Brabant's mask initiates
Photo credit: Omroepbrabant/Brabant Mondmasker Initiatief

People all across the province are stepping up to help prevent the spread of this novel coronavirus strain. For example, the Brabant Mask Initiative.

This organisation, based in Den Bosch, can now make 400 face masks and around 40 to 50 protective gowns per day.  The volunteer project hopes to triple production soon. A week ago, Marc Schoutens was still worried.

Together, with dozens of volunteers, he made hundreds of face masks. But few people wanted them. That has now changed. “A lot of people and organisations have come forward. They can use mouth masks and protective jackets,” he says. “At the moment we have more requests than we can supply.”

Volunteers lining up to help

There’s a need to scale up. Fortunately, in addition to buyers for the masks and coats, new volunteers are also coming forward. People who want to do something for the initiative are joining. Hans Smulders is one such example. He’s a reservist with the Ministry of Defence. He tries to arrange extra workspace and more volunteers through his network.

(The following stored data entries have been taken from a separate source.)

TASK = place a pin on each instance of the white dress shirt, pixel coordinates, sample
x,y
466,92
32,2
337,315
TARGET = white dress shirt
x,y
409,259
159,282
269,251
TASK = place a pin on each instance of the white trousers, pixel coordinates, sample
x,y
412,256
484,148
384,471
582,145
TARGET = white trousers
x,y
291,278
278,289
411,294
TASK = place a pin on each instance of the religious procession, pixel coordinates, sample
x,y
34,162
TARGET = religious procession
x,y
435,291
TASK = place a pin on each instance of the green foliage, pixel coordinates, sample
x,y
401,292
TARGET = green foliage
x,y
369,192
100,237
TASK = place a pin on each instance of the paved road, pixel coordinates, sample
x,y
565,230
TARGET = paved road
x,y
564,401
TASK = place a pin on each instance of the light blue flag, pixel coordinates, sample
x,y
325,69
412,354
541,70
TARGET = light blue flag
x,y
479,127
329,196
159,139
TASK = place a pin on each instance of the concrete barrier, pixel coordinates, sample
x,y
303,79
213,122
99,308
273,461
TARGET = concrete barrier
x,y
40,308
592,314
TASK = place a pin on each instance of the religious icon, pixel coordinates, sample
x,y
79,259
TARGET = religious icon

“We’re thinking about those people who are now at home now, due to the corona crisis. Or the veteran associations, for example.” And not just for making these masks. “Marc was worried about whether there was enough coffee and tea for the volunteers when the group grew. But he shouldn’t worry about that, of course. We’ll take care of that.”

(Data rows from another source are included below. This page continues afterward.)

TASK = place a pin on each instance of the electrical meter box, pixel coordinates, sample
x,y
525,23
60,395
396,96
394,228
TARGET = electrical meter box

Scaling up is the priority now. “There’s just not enough protection,” Marc says. “I hear stories of caregivers who are buying raincoats from Action, to be able to do their job with some protection.” That’s unacceptable, he feels. “My father lives in a nursing home; he’s being bathed by people without protection. Unbelievable.”

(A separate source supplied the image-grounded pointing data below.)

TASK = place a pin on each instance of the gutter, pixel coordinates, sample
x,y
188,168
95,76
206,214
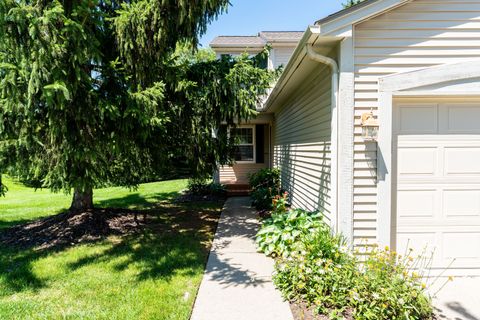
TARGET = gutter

The goal’s to make more masks

So the goal’s to make more masks and protective gowns, even if they don’t have the CE mark. The Brabant Mask initiative adds this disclaimer to each item they produce. The fabric used has been tested by the Delft University of Technology though. “We don’t have time for bureaucracy,” says Marc. “In times of war, you have to think practically.” Smulders adds, “Anything’s better than doing nothing. We want to scale up quickly, and then you can’t always follow the lines.”

Marc believes with the extra space and volunteers, the production can be tripled. His plans are even bigger. “I now have four machines in China that can sew the face masks. We want to bring them here.” Although that’s not easy to do, they have big plans. “Then production could be at half a million masks a day.”

Volunteers make masks in Eindhoven

Self-sewn masks aren’t officially approved. But these are better than no masks at all. That is what Maarten Klinkenbijl, an Eindhoven businessman thinks. A few weeks ago he, therefore, started producing face masks with the help of volunteers in the city.

Brabant's mask initiate
Photo credit: Studio040

Due to the corona crisis, Maarten’s business – making fabric covers for festivals & events – has come to a complete standstill. That’s why he’s focusing on the production of face masks. He has the network and knows about fabric and sewing machines.

Maarten’s company Klinkenbijl doesn’t produce medical masks. He makes that very clear. “We produce face masks you can easily make yourself. The Belgian health federation says these face masks are really good. They’re meant for people who work as midwives or caregivers. These people have a lot of contact with others and need protection.”

Packages and instructions

The packages are available for free to anyone who wants to help with production. These can be collected from Inge van Liempd-Rijkers’s sewing machine shop in Geldropseweg. “A lot of seamstresses have already registered with me after I placed a call on Facebook,” she says. Extra instructions are given to the volunteers via an online video call.

Once the face masks are made, they can be returned to Inge’s shop. Then Maarten and Inge make sure they get to the right people. By regulating this themselves, they want to prevent unfair trade practices.